ジョブズがもたらした「表現の自由」

 さて、ジョブズである。彼が成し遂げた「本当の偉業」は、古くからのMacファン、Appleファンでもない限り、あまり正しく理解されていないと思う。ジョブズ最大の功績とは、Macでもなく、iPhoneでもなく、iTunesでもない。「QuickTime」だ。

 これは簡単に言えば、コンピュータ上でテキスト、画像、動画、音声を同時に扱うための技術のこと。現在、パソコンやスマホで動画を編集したり、スマホで撮った写真を美肌加工してInstagramにアップしたり、LINEなどでメッセージ交換したり、TwitterやFacebookに投稿したりできるのも、すべてQuickTimeから始まったと言っても過言ではない。QuickTime以前のコンピュータは、「電子計算機」という名のとおり、大砲の弾道計算や金勘定が得意な単なる計算オタクだったのだ。

 このQuickTime技術がもたらしたものは、真の意味での「表現の自由」だ。かつては、動画を編集して放送することはテレビ局しかできなかった。雑誌や書籍を出版することは出版社しかできなかった。レコードはレコード会社しかリリースできなかった。いくら憲法が表現の自由を保障していても、表現は実質的にメディア企業の支配下に置かれていたのだ。

 それがいまでは、誰でも動画を編集してYouTubeにアップできる、ブログで記事配信もできる。自宅で自分の曲を録音してネットで配信することもできる。個人が、つまり誰もが、自由に表現ができるようになった。ジョブズは、国家からもメディア企業からも、人々を解放したのだ。これが、ジョブズがもたらした最大の功績だと言える。

 今回の大統領選において、トランプの最大の武器はTwitterだった。日本でもネット民はマスコミを「マスゴミ」と呼ぶが、同様のマスコミ不信はアメリカにもある。だから、Twitterが武器になった。Twitterもインターネットもない時代、新聞やテレビといったマスメディアしか情報源がなかった時代なら、トランプはたぶん勝てなかっただろう。

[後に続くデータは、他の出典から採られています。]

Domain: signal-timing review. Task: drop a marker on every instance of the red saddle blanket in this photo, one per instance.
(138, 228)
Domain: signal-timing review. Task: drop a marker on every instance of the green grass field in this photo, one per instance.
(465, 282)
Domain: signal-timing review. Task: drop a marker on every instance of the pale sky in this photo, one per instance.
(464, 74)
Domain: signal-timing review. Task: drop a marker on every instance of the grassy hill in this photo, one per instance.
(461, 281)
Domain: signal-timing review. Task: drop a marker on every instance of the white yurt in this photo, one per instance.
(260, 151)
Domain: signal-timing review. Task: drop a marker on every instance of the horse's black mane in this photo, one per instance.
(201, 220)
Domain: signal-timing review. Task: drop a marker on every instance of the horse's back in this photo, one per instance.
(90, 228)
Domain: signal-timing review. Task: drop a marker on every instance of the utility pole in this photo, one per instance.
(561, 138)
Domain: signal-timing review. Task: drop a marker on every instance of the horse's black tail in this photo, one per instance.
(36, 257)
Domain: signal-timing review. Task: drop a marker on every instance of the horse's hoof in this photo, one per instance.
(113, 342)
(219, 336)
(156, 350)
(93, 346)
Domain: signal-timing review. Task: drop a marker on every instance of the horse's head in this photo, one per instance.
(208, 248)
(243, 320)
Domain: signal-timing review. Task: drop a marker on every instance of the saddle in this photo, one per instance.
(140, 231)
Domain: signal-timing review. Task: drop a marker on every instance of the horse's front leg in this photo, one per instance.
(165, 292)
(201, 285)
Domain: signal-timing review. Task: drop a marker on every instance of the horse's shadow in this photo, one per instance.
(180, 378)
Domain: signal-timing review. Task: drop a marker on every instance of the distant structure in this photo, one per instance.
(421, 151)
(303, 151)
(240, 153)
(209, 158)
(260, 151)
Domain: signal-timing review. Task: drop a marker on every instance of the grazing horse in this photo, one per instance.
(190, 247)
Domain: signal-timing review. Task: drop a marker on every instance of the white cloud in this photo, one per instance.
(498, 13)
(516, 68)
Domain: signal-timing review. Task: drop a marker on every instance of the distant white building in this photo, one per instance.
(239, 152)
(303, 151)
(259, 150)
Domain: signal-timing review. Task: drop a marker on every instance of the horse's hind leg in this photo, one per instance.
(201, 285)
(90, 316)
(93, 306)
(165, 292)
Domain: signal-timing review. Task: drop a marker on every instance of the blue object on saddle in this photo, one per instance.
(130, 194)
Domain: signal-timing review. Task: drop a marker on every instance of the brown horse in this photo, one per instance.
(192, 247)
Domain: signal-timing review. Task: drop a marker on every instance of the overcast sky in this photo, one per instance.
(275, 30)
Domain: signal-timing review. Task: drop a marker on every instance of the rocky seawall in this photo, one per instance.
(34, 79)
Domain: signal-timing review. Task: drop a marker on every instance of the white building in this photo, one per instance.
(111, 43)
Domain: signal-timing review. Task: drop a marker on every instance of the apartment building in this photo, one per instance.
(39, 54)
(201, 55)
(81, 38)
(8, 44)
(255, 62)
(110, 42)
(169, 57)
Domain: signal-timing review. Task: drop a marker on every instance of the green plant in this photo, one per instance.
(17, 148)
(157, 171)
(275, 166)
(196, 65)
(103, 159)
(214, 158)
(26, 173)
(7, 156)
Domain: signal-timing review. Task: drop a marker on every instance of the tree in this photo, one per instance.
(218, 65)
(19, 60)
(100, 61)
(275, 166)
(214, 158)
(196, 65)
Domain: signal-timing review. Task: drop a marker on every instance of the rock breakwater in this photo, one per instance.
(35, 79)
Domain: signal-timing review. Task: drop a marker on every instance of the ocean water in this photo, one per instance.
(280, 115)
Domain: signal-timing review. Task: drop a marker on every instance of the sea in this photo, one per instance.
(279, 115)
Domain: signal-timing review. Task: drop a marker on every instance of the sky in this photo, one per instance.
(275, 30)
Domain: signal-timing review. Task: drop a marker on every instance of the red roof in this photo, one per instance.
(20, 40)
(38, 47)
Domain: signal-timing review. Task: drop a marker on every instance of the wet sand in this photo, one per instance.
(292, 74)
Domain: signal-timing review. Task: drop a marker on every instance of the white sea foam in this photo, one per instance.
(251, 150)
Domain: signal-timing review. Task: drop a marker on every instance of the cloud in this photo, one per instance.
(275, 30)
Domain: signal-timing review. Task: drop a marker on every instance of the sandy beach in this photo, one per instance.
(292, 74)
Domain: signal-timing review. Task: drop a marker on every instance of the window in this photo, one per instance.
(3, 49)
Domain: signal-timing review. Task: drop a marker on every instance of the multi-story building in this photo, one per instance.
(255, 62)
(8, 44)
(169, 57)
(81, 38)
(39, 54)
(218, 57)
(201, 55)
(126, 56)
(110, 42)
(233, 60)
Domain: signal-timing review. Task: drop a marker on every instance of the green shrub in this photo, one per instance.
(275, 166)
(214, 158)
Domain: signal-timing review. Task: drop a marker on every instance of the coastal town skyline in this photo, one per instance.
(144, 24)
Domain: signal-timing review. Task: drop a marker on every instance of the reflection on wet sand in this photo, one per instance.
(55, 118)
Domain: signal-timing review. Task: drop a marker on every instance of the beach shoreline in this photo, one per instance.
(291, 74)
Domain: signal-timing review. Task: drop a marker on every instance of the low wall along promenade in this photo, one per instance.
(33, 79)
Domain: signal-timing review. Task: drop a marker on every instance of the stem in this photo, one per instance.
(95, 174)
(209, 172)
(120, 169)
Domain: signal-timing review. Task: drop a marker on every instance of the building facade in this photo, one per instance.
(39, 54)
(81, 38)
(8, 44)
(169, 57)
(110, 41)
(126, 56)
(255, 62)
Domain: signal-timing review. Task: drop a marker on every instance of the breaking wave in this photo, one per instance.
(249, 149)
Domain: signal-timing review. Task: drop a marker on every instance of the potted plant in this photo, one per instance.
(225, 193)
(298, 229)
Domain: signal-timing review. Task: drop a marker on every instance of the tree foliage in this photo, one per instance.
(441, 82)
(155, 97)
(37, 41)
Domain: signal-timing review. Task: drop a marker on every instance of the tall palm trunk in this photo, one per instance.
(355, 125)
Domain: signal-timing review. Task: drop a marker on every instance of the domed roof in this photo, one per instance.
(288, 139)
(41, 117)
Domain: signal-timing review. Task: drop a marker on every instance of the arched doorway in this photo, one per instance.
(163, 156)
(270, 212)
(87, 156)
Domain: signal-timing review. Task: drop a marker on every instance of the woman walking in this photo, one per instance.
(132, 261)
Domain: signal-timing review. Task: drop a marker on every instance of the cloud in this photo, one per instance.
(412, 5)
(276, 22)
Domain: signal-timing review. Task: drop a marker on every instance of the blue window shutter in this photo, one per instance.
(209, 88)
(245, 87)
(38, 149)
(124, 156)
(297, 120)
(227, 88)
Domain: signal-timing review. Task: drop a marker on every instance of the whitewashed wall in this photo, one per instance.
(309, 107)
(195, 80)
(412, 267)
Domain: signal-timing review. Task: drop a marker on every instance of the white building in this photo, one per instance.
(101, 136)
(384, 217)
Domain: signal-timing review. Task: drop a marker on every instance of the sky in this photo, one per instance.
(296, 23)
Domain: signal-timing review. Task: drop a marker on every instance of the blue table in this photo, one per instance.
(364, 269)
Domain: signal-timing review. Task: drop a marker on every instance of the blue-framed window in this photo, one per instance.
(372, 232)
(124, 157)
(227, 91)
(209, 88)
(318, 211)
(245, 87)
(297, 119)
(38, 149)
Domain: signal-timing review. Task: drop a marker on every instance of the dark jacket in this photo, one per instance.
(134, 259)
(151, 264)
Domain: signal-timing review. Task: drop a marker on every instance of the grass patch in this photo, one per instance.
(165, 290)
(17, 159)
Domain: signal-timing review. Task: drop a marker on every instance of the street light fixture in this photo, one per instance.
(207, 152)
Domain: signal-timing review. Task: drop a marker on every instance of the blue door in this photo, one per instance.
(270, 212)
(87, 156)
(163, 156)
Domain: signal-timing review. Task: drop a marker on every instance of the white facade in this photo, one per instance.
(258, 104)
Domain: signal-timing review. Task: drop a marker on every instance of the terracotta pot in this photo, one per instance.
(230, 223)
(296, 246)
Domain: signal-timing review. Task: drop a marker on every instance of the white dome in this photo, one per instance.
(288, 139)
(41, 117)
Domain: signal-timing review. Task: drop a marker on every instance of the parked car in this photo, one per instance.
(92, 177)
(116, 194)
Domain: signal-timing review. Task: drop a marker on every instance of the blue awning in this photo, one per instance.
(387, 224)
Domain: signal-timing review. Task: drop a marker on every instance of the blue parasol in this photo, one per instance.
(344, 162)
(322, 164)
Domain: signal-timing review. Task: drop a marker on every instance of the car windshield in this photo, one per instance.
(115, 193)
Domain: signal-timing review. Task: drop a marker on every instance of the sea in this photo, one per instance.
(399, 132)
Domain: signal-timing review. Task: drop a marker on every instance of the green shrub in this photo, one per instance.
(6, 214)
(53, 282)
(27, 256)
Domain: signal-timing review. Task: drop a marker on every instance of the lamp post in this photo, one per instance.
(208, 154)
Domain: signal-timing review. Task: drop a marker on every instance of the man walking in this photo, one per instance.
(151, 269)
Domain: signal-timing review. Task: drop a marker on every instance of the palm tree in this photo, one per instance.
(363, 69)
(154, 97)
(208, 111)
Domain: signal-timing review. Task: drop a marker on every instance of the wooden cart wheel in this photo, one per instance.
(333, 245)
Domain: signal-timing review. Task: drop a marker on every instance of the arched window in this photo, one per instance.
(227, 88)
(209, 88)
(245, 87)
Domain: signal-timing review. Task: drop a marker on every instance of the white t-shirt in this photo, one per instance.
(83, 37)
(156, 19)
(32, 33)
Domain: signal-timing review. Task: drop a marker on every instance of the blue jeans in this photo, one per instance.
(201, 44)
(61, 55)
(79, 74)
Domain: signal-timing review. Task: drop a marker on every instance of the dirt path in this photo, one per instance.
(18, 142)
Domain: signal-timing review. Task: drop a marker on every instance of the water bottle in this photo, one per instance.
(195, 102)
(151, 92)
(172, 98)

 ジョブズ率いるAppleは、本格的なパソコン時代を切り開いたMacを1984年にリリースしている。その初代Macのキャッチフレーズは、「The computer for The Rest of Us(=取り残された人たちのためのコンピュータ)」だった。トランプは差し詰め、「The Politician for The Rest of Us(=取り残された人たちのための政治家)」なのだ。東部のエスタブリッシュメントからも、西海岸のIT新興勢力からも、マスメディアなどの知的エリートからも取り残された人々。そんな人たちの声を、トランプのTwitterは代弁していた。

 いわば、トランプ勝利への道はジョブズが切り開いた、とも言えるのだが、ジョブズの実の父はシリア人のムスリム。そして育ての親は高卒のブルーカラーだった。偶然とはいえ、何とも不思議な巡り合わせを感じる。